Bud Hayes with his dog Bogie at their Oak Park residence. Hayes has been a peace advocate since the Vietnam War. Photo by Jennifer Wolfe

On Oct. 12, 2001 the first Friday after the U.S. invasion of Afghanistan (Oct. 7) in response to 9/11, a peace vigil was held from 7 to 8 p.m. on the front steps of First United Church of Oak Park at the corner of Kenilworth and Lake. So far as those of us who have attended the vigil over the years know, with possibly just a few exceptions, someone has been there, at some point in the 7-8 p.m. Friday night time frame ever since — a span of 13 years. 

It’s been quite a run. When it began, I don’t think anyone ever imagined it would go on so long. The focus was altogether on making some kind of immediate witness. We feared Iraq would be next and it was.

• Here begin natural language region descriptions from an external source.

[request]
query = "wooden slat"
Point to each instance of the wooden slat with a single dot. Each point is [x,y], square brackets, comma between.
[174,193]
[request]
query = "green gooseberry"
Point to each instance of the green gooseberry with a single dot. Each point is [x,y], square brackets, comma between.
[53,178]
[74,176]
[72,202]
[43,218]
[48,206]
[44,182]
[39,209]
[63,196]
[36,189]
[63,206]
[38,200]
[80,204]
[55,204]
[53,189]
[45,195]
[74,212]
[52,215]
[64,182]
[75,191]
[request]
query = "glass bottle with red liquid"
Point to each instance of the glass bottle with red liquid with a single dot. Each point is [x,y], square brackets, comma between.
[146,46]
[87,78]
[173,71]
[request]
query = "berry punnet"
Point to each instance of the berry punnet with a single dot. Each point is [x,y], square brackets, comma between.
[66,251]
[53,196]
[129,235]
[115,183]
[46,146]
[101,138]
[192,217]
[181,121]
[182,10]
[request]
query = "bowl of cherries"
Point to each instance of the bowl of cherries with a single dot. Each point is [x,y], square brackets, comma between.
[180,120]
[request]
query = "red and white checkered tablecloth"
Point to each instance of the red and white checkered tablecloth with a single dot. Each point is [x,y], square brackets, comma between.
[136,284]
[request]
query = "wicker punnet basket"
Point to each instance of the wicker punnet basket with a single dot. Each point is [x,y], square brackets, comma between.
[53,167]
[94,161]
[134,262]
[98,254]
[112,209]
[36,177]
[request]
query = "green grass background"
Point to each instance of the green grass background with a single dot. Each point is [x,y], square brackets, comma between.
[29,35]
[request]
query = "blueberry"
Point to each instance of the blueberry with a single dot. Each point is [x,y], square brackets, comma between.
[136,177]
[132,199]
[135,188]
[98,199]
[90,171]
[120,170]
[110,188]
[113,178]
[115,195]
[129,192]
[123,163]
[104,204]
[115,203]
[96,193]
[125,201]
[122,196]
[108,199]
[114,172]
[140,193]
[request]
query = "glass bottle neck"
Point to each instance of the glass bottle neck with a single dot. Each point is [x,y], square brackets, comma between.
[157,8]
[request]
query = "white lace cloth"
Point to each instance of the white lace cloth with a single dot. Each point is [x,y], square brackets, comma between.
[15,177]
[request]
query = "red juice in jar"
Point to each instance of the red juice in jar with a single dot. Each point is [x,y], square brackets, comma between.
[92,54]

Things moved very quickly after the invasion. On Oct. 10, Amy Pappageorge went to the church council and proposed weekly vigils to be held on the front steps of the church. Some council members were concerned about the vigil being used to make political statements, but they also recognized that witnessing for peace was consistent with longstanding Christian traditions. A motion authorizing the vigil was passed. The first vigil was held two days later.

I attended my first vigil on April 26, 2002 and was immediately impressed with what I had missed. While there was a lot of anger in those days, the prevailing mood, I thought, was one of exhilaration. Amy’s charisma inspired us, but there were many voices wanting to be heard. There was a lot of singing. People read poetry, prayers and statements of one sort or another. For many years, until he moved out of the area, Walt Ziegenhals, a retired United Church of Christ pastor with a lifelong commitment to opposing war prepared scholarly reflections on a weekly basis. People brought signs in support of peace. 

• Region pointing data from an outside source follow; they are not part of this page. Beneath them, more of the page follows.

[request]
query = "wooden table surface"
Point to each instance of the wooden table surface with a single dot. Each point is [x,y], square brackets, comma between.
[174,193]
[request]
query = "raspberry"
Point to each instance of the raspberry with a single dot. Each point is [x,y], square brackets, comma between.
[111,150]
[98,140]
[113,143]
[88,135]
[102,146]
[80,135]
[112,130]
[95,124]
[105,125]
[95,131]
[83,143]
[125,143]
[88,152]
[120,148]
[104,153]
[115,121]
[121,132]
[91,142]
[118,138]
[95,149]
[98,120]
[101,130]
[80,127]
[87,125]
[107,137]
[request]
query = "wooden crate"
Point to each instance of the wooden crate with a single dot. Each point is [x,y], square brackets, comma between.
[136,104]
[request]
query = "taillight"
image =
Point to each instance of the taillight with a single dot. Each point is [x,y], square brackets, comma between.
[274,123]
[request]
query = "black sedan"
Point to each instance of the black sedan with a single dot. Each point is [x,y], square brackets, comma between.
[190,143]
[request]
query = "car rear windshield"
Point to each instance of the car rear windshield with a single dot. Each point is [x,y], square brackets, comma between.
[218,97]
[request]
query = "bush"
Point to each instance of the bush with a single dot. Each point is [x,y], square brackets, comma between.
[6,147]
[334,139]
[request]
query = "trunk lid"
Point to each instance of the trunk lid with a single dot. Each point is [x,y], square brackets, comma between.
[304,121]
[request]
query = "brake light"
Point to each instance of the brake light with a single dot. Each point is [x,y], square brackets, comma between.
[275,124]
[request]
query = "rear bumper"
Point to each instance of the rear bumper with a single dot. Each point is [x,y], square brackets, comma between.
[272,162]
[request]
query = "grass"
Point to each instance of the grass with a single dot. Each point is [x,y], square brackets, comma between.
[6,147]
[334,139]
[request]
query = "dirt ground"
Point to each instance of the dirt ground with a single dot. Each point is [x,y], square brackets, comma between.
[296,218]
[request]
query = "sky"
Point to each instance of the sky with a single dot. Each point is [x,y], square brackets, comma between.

Attendance varied, sometimes just a few, often a dozen or more, occasionally a larger group when there were special programs. There was a lot of interaction with people in cars when stopped at the light and pedestrians walking by. The great majority of them were positive — a few, hostile. People often stopped to talk with us, curious about what we were there for and wanting to express their own opinions. Many expressed appreciation that we were there. I have never made a sustained witness from the street before. I have no natural affinity for this. I have done it because I think it needs to be done. It has been richly rewarding. 

The time has come for the Friday Night Vigil to end, but I hope that the spirit of the vigil will continue in all of us who took part in the experience. The First United Church Council, at its September meeting, reaffirmed its denominational (Presbyterian Church USA and United Church of Christ) commitments to peacemaking. It also resolved to incorporate these affirmations into the work of relevant committees in the church. 

It also pledged to hold two lay-led vigils a year, after the manner of the ones held during the 13-year span, an estimated 676 in all.